It must be getting better. All this talk about time being the best healer has something going for it i guess. Its been 5 days and i am proud to say i am crying less. I dont dissolve into tears each time i come home and lock myself in my room. In fact yesterday i cried only four times through the day. Wowie, an achievement there i must say.
And yet yesterday was the first test for me. As i turned around to pick up something in office i saw him sitting there and it was like a physical punch in the gut. It did things to my body i did not think possible. I clenched my fists, fished out the umbrella he had left in my house the day he walked out on me and walked up to him and calmly returned it. He gave me an idiot smile. I simply turned away, walked into the loo and cried myself silly.
I start crying when someone is kind to me or when someone very gently asks.. how are you?
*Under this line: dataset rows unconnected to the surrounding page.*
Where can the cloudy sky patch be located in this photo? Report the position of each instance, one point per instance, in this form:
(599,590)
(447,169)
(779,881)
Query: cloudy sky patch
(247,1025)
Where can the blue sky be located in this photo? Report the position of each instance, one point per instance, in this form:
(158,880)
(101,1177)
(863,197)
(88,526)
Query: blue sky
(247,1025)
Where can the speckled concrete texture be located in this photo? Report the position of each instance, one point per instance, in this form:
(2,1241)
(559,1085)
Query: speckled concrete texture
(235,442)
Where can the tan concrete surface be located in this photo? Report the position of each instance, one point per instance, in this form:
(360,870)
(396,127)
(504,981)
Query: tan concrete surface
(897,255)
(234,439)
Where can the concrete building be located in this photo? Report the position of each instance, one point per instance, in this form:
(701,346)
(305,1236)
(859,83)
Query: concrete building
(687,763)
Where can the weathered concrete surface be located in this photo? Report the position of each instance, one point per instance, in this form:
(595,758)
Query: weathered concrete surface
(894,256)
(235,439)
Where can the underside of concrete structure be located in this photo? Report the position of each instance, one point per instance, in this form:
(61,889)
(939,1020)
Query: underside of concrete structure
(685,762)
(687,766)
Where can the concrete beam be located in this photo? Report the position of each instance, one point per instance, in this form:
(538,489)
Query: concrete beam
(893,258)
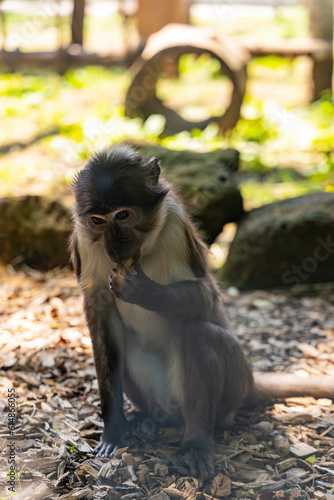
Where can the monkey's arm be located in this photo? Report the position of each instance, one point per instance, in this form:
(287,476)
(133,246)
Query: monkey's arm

Simple words exchanged between countless people every single day but now they mean something to me. How am i? I vaccilate. When i speak to V something automatically constricts in my throat and i begin babbling. And then after work i go for my class and feel even more wretched. The same activity that kept me rooted now sees me passive, mute. But then i go for dinner with k and have a roaring time. I do. And i tell myself there is life out there and i should stall the melodrama.
So its day 5 post the break up and there has been no going back. Perhaps because for once i understand there is nothing to go back to.